FileDownloader.downloadFileNewThread starts yet another thread from inside of that thread. Could that be a problem as well? threads starting other threads? It also seems to make no difference if I don't demonize vs. if I do.

It really looks to me that the code randomly freezes. But why and how could that be???

OK guys, after 3 days of banging my head against the wall I think I solved it. At least nothing hangs any more.

Pygtk seems to be the reason http://faq.pygtk.org/index.py?file=faq20.006.htp&req=show

Pygtk is able to block long running threads forever. It acquires the GIL lock and doesn't let go. The thread simply hangs in memory but is not being executed any further.

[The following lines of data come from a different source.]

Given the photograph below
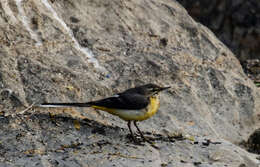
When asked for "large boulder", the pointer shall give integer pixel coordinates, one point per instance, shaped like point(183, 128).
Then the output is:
point(68, 51)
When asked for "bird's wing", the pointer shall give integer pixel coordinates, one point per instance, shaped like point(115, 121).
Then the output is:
point(128, 101)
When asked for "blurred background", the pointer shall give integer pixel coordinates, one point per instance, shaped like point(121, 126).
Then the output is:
point(237, 24)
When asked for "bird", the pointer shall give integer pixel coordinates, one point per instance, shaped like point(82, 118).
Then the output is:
point(132, 105)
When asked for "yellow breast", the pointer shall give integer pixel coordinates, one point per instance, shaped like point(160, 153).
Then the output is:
point(137, 115)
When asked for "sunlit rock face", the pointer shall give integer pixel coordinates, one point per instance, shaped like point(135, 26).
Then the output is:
point(76, 51)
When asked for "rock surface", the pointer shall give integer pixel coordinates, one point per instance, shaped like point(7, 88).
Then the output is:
point(67, 51)
point(235, 22)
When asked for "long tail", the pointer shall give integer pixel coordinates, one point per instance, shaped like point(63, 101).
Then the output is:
point(64, 105)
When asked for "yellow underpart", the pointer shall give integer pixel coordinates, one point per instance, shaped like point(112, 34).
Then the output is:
point(137, 115)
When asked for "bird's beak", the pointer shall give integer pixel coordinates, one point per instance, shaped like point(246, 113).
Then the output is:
point(164, 88)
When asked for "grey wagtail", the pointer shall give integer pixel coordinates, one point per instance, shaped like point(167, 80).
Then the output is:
point(135, 104)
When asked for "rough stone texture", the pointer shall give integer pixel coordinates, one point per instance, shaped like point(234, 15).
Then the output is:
point(235, 22)
point(212, 105)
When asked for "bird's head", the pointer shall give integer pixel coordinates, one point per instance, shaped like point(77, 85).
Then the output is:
point(151, 89)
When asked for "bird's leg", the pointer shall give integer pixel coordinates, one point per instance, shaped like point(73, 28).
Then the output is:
point(139, 131)
point(129, 127)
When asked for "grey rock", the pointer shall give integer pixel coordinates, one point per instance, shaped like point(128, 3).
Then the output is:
point(211, 107)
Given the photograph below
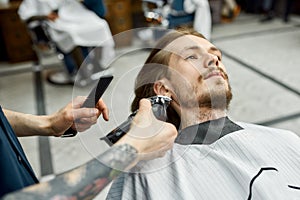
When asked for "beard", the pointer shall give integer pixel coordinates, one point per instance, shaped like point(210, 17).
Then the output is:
point(216, 96)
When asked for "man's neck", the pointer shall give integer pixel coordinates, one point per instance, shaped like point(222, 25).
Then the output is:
point(192, 116)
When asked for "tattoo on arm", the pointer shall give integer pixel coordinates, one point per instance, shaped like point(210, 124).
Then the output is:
point(84, 182)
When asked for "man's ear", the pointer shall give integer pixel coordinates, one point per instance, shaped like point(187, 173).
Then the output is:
point(162, 87)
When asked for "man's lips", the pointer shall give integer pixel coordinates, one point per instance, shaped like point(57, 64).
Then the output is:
point(214, 73)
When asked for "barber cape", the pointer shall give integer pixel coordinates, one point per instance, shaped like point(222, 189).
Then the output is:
point(75, 26)
point(230, 161)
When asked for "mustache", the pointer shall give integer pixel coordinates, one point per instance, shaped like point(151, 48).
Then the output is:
point(213, 70)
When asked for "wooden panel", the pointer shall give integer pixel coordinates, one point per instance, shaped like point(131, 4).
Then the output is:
point(119, 18)
point(16, 40)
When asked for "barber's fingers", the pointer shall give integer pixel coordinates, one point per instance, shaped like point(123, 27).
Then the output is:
point(144, 116)
point(103, 109)
point(79, 114)
point(101, 106)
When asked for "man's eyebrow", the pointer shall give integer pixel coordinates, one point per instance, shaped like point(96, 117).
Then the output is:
point(213, 48)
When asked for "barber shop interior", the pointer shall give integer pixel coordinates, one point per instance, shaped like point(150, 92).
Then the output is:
point(73, 74)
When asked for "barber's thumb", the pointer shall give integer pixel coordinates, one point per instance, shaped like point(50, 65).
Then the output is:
point(144, 105)
point(143, 116)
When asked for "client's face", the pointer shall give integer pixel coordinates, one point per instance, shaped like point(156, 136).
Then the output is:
point(197, 74)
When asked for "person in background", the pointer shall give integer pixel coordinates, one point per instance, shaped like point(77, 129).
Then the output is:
point(213, 157)
point(268, 7)
point(202, 22)
point(75, 30)
point(230, 10)
point(147, 138)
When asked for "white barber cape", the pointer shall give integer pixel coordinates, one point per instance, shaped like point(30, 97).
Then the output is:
point(253, 162)
point(75, 26)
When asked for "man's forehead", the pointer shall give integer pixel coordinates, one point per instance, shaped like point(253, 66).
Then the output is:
point(188, 42)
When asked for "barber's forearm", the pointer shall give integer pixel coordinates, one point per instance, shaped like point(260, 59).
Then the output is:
point(84, 182)
point(27, 124)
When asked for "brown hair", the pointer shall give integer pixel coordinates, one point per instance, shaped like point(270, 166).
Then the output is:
point(156, 68)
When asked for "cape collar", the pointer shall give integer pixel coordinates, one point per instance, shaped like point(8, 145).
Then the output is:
point(207, 132)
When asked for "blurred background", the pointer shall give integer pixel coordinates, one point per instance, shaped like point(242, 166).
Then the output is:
point(260, 46)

All I had to do was to call

gobject.threads_init()

before anything else gtk related. In other words, my code starts like this

import gtk
import gobject
import MainGUI

if __name__ == "__main__":
    gobject.threads_init()
    from MainGUI import MainGUI
    MainGUI.instance = MainGUI()
    gtk.main()

Luckily I strictly separate my logic from GUI and never instantiate any gtk Elements inside of my own threads. So that's the only line I really needed. If someone still needs to be able to handle GUI objects in own threads, he has to use

gobject.idle_add(callback_function, args)

Another lesson I learned is that Queues can have a quite limited memory capacity and they can also lead to blocking behaviour if they get stuffed too much.

Theads starting yet another thread shouldn't be any problem since as far as I understand by now, those threads are all started "at the same level" and python doesn't know or maintain any hierachy between them. It's just the pseudo random fight over the GIL (Global Interpreter Lock) that pygtk screws up.